The focus of our study was to determine the HL level of elderly patients and establish whether an association exists between HL and the control of CVDRFs among a cohort of older patients seeking care at a geriatric PCMH. Since HL is more predictive of healthcare use, health risk behaviors, and health outcomes than general literacy,16 we chose to use 2 different HL scales in this study: NLS to measure nutrition literacy, and STOFHLA to measure functional HL. Both literacy scales showed a strong positiveassociation with education. The results are consistent with other literacy studies on older adults in America, wherein literacy proficiencies tended to increase as the education level increased. In an affluent geriatric retirement community, for instance, it was observed that years of formal education had a positive effect on HL scores.17,18 The findings are interesting and challenge the clinical benefits of administering any of these literacy scales to the elderly, especially when the level of education of a patient—effortlessly obtainable from the history—could provide an insight into HL. Further research to confirm these results is warranted.

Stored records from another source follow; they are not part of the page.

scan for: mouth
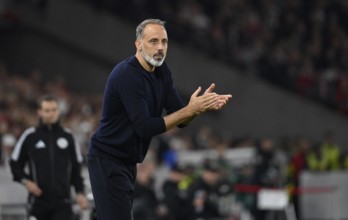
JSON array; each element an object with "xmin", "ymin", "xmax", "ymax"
[{"xmin": 153, "ymin": 53, "xmax": 164, "ymax": 61}]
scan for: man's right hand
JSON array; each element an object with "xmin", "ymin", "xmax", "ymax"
[{"xmin": 22, "ymin": 179, "xmax": 42, "ymax": 196}]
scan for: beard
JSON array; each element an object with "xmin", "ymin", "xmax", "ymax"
[{"xmin": 141, "ymin": 49, "xmax": 166, "ymax": 67}]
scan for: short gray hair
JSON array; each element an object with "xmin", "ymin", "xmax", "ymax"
[{"xmin": 135, "ymin": 19, "xmax": 165, "ymax": 39}]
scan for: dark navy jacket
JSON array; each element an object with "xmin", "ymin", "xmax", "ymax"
[
  {"xmin": 89, "ymin": 56, "xmax": 184, "ymax": 163},
  {"xmin": 10, "ymin": 123, "xmax": 84, "ymax": 201}
]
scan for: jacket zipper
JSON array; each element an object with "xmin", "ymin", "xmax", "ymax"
[{"xmin": 48, "ymin": 130, "xmax": 55, "ymax": 195}]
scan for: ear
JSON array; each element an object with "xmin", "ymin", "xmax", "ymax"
[{"xmin": 135, "ymin": 40, "xmax": 141, "ymax": 51}]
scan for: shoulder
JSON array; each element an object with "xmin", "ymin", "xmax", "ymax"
[{"xmin": 21, "ymin": 127, "xmax": 37, "ymax": 139}]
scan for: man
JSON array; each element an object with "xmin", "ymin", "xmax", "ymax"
[
  {"xmin": 88, "ymin": 19, "xmax": 232, "ymax": 220},
  {"xmin": 188, "ymin": 160, "xmax": 222, "ymax": 219},
  {"xmin": 10, "ymin": 95, "xmax": 88, "ymax": 220}
]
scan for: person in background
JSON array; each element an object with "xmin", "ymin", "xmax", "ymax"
[
  {"xmin": 162, "ymin": 163, "xmax": 193, "ymax": 220},
  {"xmin": 188, "ymin": 159, "xmax": 223, "ymax": 219},
  {"xmin": 320, "ymin": 131, "xmax": 340, "ymax": 170},
  {"xmin": 10, "ymin": 95, "xmax": 88, "ymax": 220}
]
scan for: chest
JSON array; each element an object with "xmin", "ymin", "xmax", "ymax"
[{"xmin": 28, "ymin": 134, "xmax": 73, "ymax": 160}]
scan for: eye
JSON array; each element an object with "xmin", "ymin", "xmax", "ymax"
[{"xmin": 150, "ymin": 39, "xmax": 158, "ymax": 44}]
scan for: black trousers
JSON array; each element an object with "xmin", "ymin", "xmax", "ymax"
[
  {"xmin": 29, "ymin": 198, "xmax": 73, "ymax": 220},
  {"xmin": 88, "ymin": 156, "xmax": 136, "ymax": 220}
]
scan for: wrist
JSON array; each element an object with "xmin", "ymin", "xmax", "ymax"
[{"xmin": 21, "ymin": 178, "xmax": 29, "ymax": 186}]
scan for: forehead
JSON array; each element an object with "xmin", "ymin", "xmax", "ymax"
[
  {"xmin": 41, "ymin": 101, "xmax": 58, "ymax": 109},
  {"xmin": 143, "ymin": 24, "xmax": 167, "ymax": 38}
]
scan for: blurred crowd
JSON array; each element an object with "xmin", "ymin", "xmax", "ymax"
[
  {"xmin": 0, "ymin": 64, "xmax": 348, "ymax": 220},
  {"xmin": 85, "ymin": 0, "xmax": 348, "ymax": 116}
]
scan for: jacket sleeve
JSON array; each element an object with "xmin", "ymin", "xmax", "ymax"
[
  {"xmin": 70, "ymin": 134, "xmax": 84, "ymax": 193},
  {"xmin": 115, "ymin": 70, "xmax": 166, "ymax": 138},
  {"xmin": 10, "ymin": 128, "xmax": 35, "ymax": 182}
]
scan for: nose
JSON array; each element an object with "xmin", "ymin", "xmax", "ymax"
[{"xmin": 157, "ymin": 42, "xmax": 166, "ymax": 51}]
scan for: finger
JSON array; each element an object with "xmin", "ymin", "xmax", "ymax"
[
  {"xmin": 204, "ymin": 83, "xmax": 215, "ymax": 93},
  {"xmin": 191, "ymin": 86, "xmax": 202, "ymax": 97},
  {"xmin": 219, "ymin": 94, "xmax": 232, "ymax": 99}
]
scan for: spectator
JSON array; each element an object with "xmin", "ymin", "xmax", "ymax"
[
  {"xmin": 321, "ymin": 131, "xmax": 340, "ymax": 170},
  {"xmin": 10, "ymin": 95, "xmax": 88, "ymax": 220},
  {"xmin": 162, "ymin": 164, "xmax": 193, "ymax": 220},
  {"xmin": 188, "ymin": 160, "xmax": 222, "ymax": 219}
]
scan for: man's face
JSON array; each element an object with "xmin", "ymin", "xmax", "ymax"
[
  {"xmin": 38, "ymin": 101, "xmax": 59, "ymax": 125},
  {"xmin": 140, "ymin": 24, "xmax": 168, "ymax": 67}
]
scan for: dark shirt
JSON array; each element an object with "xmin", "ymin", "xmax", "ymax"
[
  {"xmin": 89, "ymin": 56, "xmax": 184, "ymax": 163},
  {"xmin": 10, "ymin": 123, "xmax": 84, "ymax": 201}
]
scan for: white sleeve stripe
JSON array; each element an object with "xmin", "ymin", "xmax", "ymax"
[
  {"xmin": 74, "ymin": 138, "xmax": 83, "ymax": 163},
  {"xmin": 64, "ymin": 128, "xmax": 83, "ymax": 163},
  {"xmin": 11, "ymin": 127, "xmax": 36, "ymax": 160}
]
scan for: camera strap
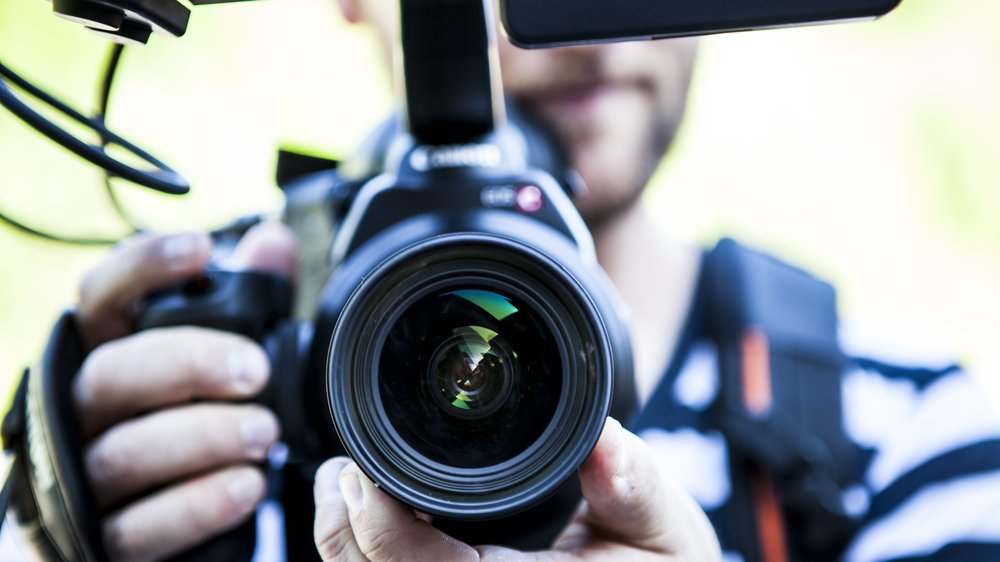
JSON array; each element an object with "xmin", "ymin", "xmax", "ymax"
[
  {"xmin": 702, "ymin": 239, "xmax": 861, "ymax": 562},
  {"xmin": 2, "ymin": 311, "xmax": 107, "ymax": 561}
]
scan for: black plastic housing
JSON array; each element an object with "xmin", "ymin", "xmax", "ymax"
[{"xmin": 500, "ymin": 0, "xmax": 901, "ymax": 48}]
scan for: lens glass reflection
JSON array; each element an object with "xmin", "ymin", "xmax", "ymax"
[{"xmin": 378, "ymin": 288, "xmax": 562, "ymax": 467}]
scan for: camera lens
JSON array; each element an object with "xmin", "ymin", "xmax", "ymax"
[
  {"xmin": 327, "ymin": 233, "xmax": 621, "ymax": 520},
  {"xmin": 427, "ymin": 320, "xmax": 515, "ymax": 420},
  {"xmin": 377, "ymin": 283, "xmax": 563, "ymax": 468}
]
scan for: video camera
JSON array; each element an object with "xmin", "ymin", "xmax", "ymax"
[{"xmin": 0, "ymin": 0, "xmax": 898, "ymax": 560}]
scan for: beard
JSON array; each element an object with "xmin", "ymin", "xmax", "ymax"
[{"xmin": 506, "ymin": 39, "xmax": 694, "ymax": 232}]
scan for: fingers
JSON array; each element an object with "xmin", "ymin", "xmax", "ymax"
[
  {"xmin": 77, "ymin": 232, "xmax": 212, "ymax": 349},
  {"xmin": 73, "ymin": 327, "xmax": 270, "ymax": 439},
  {"xmin": 580, "ymin": 418, "xmax": 721, "ymax": 561},
  {"xmin": 314, "ymin": 458, "xmax": 479, "ymax": 562},
  {"xmin": 227, "ymin": 222, "xmax": 298, "ymax": 279},
  {"xmin": 77, "ymin": 222, "xmax": 297, "ymax": 349},
  {"xmin": 104, "ymin": 466, "xmax": 265, "ymax": 561},
  {"xmin": 84, "ymin": 404, "xmax": 279, "ymax": 509}
]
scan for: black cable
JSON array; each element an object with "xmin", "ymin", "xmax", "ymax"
[
  {"xmin": 94, "ymin": 43, "xmax": 143, "ymax": 236},
  {"xmin": 0, "ymin": 211, "xmax": 121, "ymax": 246},
  {"xmin": 0, "ymin": 55, "xmax": 190, "ymax": 195},
  {"xmin": 0, "ymin": 44, "xmax": 148, "ymax": 246}
]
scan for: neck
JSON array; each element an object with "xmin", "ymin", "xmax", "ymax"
[{"xmin": 593, "ymin": 203, "xmax": 701, "ymax": 404}]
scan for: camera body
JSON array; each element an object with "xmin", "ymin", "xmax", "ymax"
[{"xmin": 139, "ymin": 109, "xmax": 635, "ymax": 547}]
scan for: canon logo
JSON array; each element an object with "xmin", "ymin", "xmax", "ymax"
[{"xmin": 410, "ymin": 144, "xmax": 503, "ymax": 172}]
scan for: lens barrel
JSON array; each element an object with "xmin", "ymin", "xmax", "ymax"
[{"xmin": 327, "ymin": 233, "xmax": 614, "ymax": 519}]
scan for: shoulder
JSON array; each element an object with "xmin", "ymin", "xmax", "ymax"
[{"xmin": 843, "ymin": 332, "xmax": 1000, "ymax": 562}]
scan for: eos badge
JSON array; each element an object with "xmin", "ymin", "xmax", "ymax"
[
  {"xmin": 479, "ymin": 184, "xmax": 544, "ymax": 213},
  {"xmin": 410, "ymin": 144, "xmax": 503, "ymax": 172}
]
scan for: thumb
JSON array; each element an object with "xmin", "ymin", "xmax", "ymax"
[
  {"xmin": 580, "ymin": 418, "xmax": 721, "ymax": 561},
  {"xmin": 227, "ymin": 221, "xmax": 298, "ymax": 281}
]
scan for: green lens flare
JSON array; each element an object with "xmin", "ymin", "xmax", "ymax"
[{"xmin": 445, "ymin": 289, "xmax": 517, "ymax": 320}]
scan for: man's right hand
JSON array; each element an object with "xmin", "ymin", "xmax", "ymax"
[{"xmin": 73, "ymin": 225, "xmax": 295, "ymax": 560}]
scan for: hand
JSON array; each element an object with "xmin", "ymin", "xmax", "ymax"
[
  {"xmin": 73, "ymin": 225, "xmax": 295, "ymax": 560},
  {"xmin": 314, "ymin": 418, "xmax": 722, "ymax": 562}
]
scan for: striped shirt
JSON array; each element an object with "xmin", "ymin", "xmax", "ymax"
[{"xmin": 633, "ymin": 328, "xmax": 1000, "ymax": 562}]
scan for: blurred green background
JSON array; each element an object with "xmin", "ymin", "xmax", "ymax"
[{"xmin": 0, "ymin": 0, "xmax": 1000, "ymax": 396}]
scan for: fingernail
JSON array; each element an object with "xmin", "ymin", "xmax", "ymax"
[
  {"xmin": 605, "ymin": 418, "xmax": 628, "ymax": 477},
  {"xmin": 226, "ymin": 472, "xmax": 261, "ymax": 507},
  {"xmin": 314, "ymin": 458, "xmax": 348, "ymax": 504},
  {"xmin": 340, "ymin": 470, "xmax": 362, "ymax": 511},
  {"xmin": 226, "ymin": 346, "xmax": 269, "ymax": 395},
  {"xmin": 160, "ymin": 232, "xmax": 205, "ymax": 268},
  {"xmin": 240, "ymin": 412, "xmax": 278, "ymax": 459}
]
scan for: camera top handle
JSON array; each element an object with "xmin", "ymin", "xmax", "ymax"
[{"xmin": 399, "ymin": 0, "xmax": 505, "ymax": 145}]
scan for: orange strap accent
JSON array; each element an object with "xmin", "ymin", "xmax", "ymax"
[
  {"xmin": 750, "ymin": 470, "xmax": 788, "ymax": 562},
  {"xmin": 741, "ymin": 327, "xmax": 773, "ymax": 416},
  {"xmin": 741, "ymin": 327, "xmax": 788, "ymax": 562}
]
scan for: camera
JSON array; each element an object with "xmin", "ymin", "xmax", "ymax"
[
  {"xmin": 0, "ymin": 0, "xmax": 898, "ymax": 560},
  {"xmin": 137, "ymin": 2, "xmax": 635, "ymax": 548}
]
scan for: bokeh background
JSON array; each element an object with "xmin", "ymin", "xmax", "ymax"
[{"xmin": 0, "ymin": 0, "xmax": 1000, "ymax": 397}]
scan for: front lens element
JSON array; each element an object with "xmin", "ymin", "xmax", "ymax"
[
  {"xmin": 428, "ymin": 326, "xmax": 517, "ymax": 419},
  {"xmin": 378, "ymin": 287, "xmax": 563, "ymax": 468}
]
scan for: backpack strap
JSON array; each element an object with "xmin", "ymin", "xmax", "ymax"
[{"xmin": 703, "ymin": 239, "xmax": 860, "ymax": 562}]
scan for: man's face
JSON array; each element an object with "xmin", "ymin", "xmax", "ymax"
[{"xmin": 341, "ymin": 0, "xmax": 695, "ymax": 228}]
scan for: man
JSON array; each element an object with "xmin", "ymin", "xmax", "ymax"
[{"xmin": 27, "ymin": 0, "xmax": 1000, "ymax": 561}]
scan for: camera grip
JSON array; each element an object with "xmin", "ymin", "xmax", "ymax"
[{"xmin": 136, "ymin": 268, "xmax": 292, "ymax": 562}]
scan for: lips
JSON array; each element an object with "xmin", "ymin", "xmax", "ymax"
[{"xmin": 533, "ymin": 81, "xmax": 617, "ymax": 114}]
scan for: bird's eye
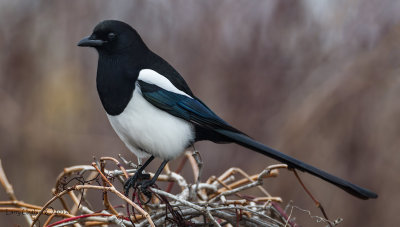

In keeping with the overall trend among the elderly, our sample had more women than men who were older and less educated. There was a strong inverse association between age and HL, with older individuals scoring lower. Although previous studies have also reported a negative correlation between age and HL,19 in our research, education was the intervening variable; the direct relationship between HL and education level held true regardless of age. More research to verify these findings is necessary.

Nutrition knowledge is an important component of HL and also plays a vital role in the control of CVDRFs. In our study, older patients had a lower BMI and prevalence of diabetes, but elevated TC and LDL cholesterol were associated only with lower education attainment and not with the individual’s age. These findings may be related to the fact that nutrition knowledge increases in later life with older adults reportedly having higher knowledge levels than younger adults. Furthermore, nutrition knowledge has been shown to follow a trajectory similar to those of other crystallized abilities that remain strong in later life.20,21 The results could be useful in the design and development of educational materials targeted to older patients, wherein smaller incremental increases in learning are preferred.22

Studies on HL and CVDRFs are quite limited. A study on an overweight and obese Turkish female population observed a correlation between educational status and CVDRFs.23 Our results showed no significant association between HL and all CVDRFs among the elderly. These findings are similar to those obtained by Adeseun et al24 on a younger population of dialysis patients, who reported an association of only BP— not other CVDRFs—with HL. There is a possibility that among elderly patients, many of whom are hypertensive and have been receiving care for a significant period of time, no association between BP and HL exists. Also, if there is any association between HL and CVDRFs among the younger population, this may cease to exist as the patients grow older, receive continual healthcare, and perhaps gain a better knowledge of their morbidities.